Insert Phil Hartman doing the sarcastic clap here:
Strangely, we’re in a stage of the Phillies’ history where simply winning the division isn’t good enough. Call it the price of success. A few years ago the Phillies could get away with adding guys like Paul Abbott and J.D. Durbin to the rotation and no one would bat an eye.
That’s just the way they did things back then.
But with success comes expectations. So instead of Abbott and Durbin, or a trade to add a strong middle-of-the-rotation guy like Joe Blanton, we want more and Ruben Amaro and his posse know it.
So we get Rodrigo Lopez, a pitcher out of the game for two years after Tommy John surgery, instead of Abbott. Lopez once won 44 games in three seasons for some run-of-the-mill teams in Baltimore. He has pitched in a bandbox against the likes of the Yankees and Red Sox and come out on the other side to talk about it.

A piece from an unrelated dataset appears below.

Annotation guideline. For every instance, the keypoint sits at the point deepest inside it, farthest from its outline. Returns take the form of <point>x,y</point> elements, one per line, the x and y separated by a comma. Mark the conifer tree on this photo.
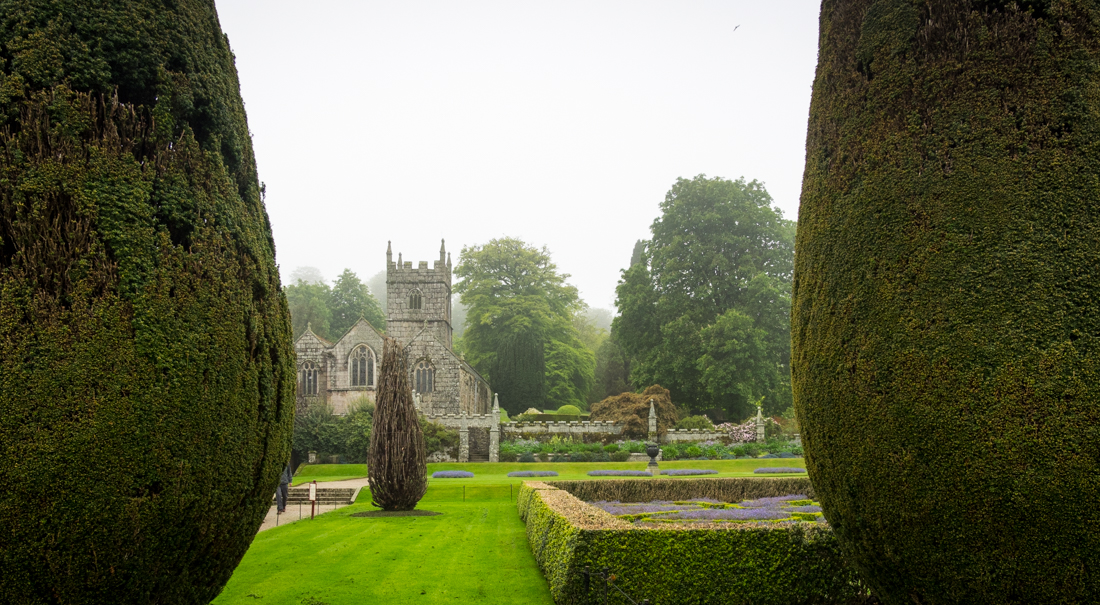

And after the surgery Lopez may have lost some of his velocity and snap in his curve, but he’s made up for it in savvy and experience. Not to compare the two, but sometimes it seems as if the guys who come back from serious surgery have the look of a guy who as been to war. They have seen some things – grown up. They nearly had something very valuable taken away from them and know how fleeting a baseball life can be.

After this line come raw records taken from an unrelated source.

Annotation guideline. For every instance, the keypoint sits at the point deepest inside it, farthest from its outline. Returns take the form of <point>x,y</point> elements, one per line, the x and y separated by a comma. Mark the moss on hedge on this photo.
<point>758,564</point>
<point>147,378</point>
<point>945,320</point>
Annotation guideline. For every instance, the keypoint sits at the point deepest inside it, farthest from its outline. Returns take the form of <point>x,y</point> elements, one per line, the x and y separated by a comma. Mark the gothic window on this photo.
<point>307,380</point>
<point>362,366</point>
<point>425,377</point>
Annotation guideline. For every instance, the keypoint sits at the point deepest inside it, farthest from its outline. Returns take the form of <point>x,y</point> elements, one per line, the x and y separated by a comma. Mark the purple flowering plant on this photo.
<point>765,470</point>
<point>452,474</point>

Lopez, however, hasn’t guaranteed himself anything even though he has been a cog in the new-look rotation that has allowed just two runs in the last 25 innings. That’s because Pedro Martinez threw 63-pitches over four innings of a simulated game on Tuesday morning. Chances are the three-time Cy Young Award winner will be ready for Major Leaguers by the first week of August, which just might mean curtains for Lopez.
But what happens if the Phillies are able to swing a deal for ace Roy Halladay (or a pitcher of that ilk)? What happens if Amaro can make that type of deal and not lose J.A> Happ, who goes then? Jamie Moyer? Cole Hamels? Joe Blanton?
Definitely not Happ or Pedro.
Yes, these are strange times for the Phillies. Winning has a way of changing things more than we realize. Probably more than the Phillies realize, too.